VLAS has emerged as a problem, but most of the leading models of companies like Google and NVIDIA are proprietary and are trained on private datases. As a result, the large robotics research community, which relies on open source data, faces major obstacles to recovering or building these AI models, highlighting this post.
These VLA models can capture images, videos, or direct camera feeds, can understand the state of the real world and then perform an elite using robotics hardware.
The throat face says that Smolola has identified both pain points at the time the robotics research community-this is an open source robotics-based model that is trained on the open dataset of the Lerobot community. Smolola is a 450 million parameter AI model that can run on a desktop computer with the same compatible GPU, or even one of the new MacBook devices.
The architecture is approaching, made on the company’s VLM models. It contains a smuggling vision encoder and the language of the language. Visual information is caught and extracted by vision encoder, while natural language indicators are fed in Tokinzed and Decoder.

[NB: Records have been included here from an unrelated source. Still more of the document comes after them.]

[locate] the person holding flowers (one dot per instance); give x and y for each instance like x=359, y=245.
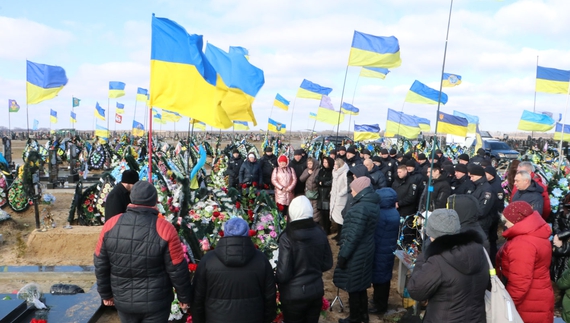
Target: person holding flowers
x=299, y=271
x=284, y=180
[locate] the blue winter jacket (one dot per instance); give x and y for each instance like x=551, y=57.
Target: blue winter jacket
x=386, y=236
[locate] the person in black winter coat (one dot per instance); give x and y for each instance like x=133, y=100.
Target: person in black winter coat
x=376, y=176
x=385, y=240
x=440, y=193
x=352, y=157
x=299, y=164
x=139, y=284
x=529, y=191
x=467, y=208
x=234, y=165
x=452, y=273
x=496, y=210
x=389, y=167
x=267, y=163
x=234, y=282
x=462, y=184
x=407, y=192
x=484, y=195
x=119, y=197
x=299, y=269
x=353, y=272
x=324, y=184
x=250, y=172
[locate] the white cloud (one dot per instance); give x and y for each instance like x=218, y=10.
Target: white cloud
x=22, y=38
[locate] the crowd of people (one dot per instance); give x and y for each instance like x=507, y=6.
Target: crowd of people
x=361, y=199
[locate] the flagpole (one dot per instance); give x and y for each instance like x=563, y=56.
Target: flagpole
x=534, y=105
x=438, y=107
x=150, y=146
x=290, y=122
x=562, y=131
x=352, y=102
x=341, y=98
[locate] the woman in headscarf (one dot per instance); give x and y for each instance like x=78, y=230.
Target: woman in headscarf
x=324, y=181
x=311, y=190
x=523, y=262
x=299, y=271
x=339, y=193
x=284, y=180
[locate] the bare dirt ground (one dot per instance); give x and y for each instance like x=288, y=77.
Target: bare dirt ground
x=23, y=246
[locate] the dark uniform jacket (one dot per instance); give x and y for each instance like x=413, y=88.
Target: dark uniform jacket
x=234, y=283
x=138, y=259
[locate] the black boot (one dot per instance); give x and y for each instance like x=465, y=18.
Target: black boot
x=354, y=307
x=364, y=307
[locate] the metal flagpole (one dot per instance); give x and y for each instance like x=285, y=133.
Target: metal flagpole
x=341, y=98
x=562, y=131
x=429, y=187
x=291, y=122
x=534, y=105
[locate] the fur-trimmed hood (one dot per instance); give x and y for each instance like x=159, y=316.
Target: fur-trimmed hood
x=458, y=250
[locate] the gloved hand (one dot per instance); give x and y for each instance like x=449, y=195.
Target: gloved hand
x=341, y=263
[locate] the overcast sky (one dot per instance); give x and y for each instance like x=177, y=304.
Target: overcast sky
x=493, y=45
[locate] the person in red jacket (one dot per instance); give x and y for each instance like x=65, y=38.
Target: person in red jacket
x=529, y=167
x=524, y=263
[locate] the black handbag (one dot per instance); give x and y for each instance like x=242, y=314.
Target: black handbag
x=312, y=195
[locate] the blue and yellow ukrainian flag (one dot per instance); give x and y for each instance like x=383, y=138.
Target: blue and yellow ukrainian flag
x=181, y=77
x=327, y=114
x=239, y=51
x=531, y=121
x=552, y=80
x=375, y=72
x=198, y=124
x=275, y=126
x=348, y=108
x=13, y=106
x=560, y=132
x=421, y=93
x=452, y=125
x=120, y=108
x=43, y=82
x=142, y=94
x=281, y=103
x=425, y=124
x=138, y=129
x=451, y=80
x=52, y=116
x=170, y=116
x=374, y=51
x=241, y=125
x=310, y=90
x=102, y=133
x=399, y=123
x=241, y=79
x=473, y=120
x=116, y=89
x=99, y=112
x=366, y=132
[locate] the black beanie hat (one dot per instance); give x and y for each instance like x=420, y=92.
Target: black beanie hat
x=144, y=193
x=129, y=177
x=476, y=170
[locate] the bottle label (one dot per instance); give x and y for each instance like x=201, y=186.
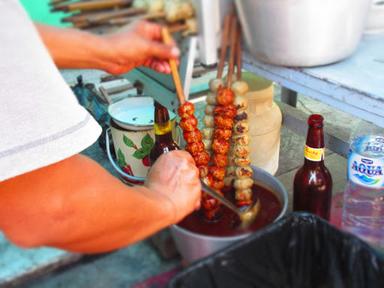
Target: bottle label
x=314, y=154
x=164, y=128
x=367, y=170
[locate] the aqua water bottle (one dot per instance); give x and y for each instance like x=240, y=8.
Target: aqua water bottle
x=363, y=210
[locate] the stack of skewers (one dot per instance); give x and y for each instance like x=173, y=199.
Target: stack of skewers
x=102, y=15
x=221, y=151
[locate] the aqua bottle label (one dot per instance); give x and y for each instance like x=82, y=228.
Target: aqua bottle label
x=366, y=162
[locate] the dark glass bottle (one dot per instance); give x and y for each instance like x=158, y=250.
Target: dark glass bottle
x=163, y=133
x=312, y=186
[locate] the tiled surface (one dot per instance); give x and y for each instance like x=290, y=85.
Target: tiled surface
x=120, y=269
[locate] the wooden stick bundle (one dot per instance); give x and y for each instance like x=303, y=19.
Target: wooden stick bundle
x=91, y=5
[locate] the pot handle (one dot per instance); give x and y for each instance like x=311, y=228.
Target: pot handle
x=115, y=165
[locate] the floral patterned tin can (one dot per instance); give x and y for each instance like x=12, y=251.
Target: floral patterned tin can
x=132, y=134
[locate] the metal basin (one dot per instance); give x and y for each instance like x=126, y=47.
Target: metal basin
x=193, y=246
x=302, y=32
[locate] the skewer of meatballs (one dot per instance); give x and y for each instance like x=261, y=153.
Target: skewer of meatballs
x=239, y=173
x=223, y=112
x=214, y=86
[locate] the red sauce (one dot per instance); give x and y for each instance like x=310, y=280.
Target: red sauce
x=229, y=223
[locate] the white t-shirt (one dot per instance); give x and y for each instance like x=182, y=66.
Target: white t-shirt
x=41, y=121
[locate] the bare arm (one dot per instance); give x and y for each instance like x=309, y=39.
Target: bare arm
x=76, y=205
x=136, y=45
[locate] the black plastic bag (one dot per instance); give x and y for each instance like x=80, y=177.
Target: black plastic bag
x=301, y=250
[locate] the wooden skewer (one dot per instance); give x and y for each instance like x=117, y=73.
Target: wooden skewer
x=167, y=39
x=239, y=53
x=233, y=40
x=91, y=5
x=55, y=2
x=130, y=19
x=224, y=45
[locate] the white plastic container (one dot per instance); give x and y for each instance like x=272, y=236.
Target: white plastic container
x=265, y=119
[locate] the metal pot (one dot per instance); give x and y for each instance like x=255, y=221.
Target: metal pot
x=193, y=246
x=302, y=32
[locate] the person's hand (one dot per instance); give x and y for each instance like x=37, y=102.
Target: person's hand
x=175, y=176
x=139, y=44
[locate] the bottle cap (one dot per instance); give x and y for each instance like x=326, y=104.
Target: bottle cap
x=315, y=120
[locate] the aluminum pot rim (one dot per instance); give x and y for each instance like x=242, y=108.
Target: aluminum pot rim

When dealing with movements or physical action (performing work through robotic hardware), the sensormotor signals are added to the same token. The decoder then connects all this information into the same stream and works together. This enables the model to understand real -world data and work, and not as separate organizations.
Smola sends everything and sends everything known as an action expert, which shows what to do. The action expert is a transformer -based architecture with 100 million parameters. It has predicted a series of future tricks for robots (walking steps, arm movements, etc.), also known as the action section.
Although this applies to a niche -populated data, but those who can work with robotics Download Open Open Open Open Open Open Open Open Weight, Details, and Training Recitation Recipes. In addition, robotics enthusiasts who have access to robotic arm or similar hardware can also download them to run models and try real -time robotics workflows.